Throughout his nine year reign, he was a popular and much respected King of England.  His love of foreign travel and public ceremonial pioneered an ambassadorial style of monarchy that was to replace its earlier political role.

Albert Edward was born on the 9th November 1841 at Buckingham Palace to parents Queen Victoria and Albert of Saxe-Coburg Gotha.

During the reign of his mother Queen Victoria, he undertook public duties on her behalf, but was excluded by his mother from acting as her deputy until 1898.
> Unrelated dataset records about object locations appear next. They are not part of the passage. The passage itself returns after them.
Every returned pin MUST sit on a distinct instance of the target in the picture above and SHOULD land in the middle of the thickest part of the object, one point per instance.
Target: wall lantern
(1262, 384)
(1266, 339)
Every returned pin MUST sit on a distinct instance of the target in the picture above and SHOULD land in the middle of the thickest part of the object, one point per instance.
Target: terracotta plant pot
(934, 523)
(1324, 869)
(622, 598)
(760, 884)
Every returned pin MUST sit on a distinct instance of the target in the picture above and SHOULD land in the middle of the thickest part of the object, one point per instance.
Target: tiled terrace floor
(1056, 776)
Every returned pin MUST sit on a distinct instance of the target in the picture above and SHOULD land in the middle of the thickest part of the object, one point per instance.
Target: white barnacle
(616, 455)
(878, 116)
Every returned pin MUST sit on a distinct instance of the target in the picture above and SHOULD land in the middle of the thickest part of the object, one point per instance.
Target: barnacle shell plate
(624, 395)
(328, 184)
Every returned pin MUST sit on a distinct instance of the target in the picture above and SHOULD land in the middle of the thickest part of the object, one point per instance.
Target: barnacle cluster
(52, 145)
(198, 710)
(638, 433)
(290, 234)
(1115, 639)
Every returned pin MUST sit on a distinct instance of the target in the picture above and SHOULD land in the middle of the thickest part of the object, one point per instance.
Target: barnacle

Queen Victoria died in 1901, and Edward aged 59 ascended to the post of King Edward VII of England, and was crowned on the 9th August 1902 at Westminster Abbey.

During his mother’s reign, he had become known as a playboy, much to his mother’s disgust.  His interests lay in horse-racing, shooting, drinking and mistresses.  When King his interests included Foreign affairs, military and naval matters.

In 1904, he played a major role creating the triple “Entente Cordiale” between Britain, France and Russia.  This agreement ended Anglo-French rivalry, and played a major role in the First World War.

In the years following the Boer War, Edward played an active role, pushing forward military and naval reforms, including the building of the Dreadnought battleships and the Army Medical Service.

On the 6th May 1910, King Edward VII suffered multiple strokes which took his life, and was buried in St.George’s Chapel at Windsor Castle.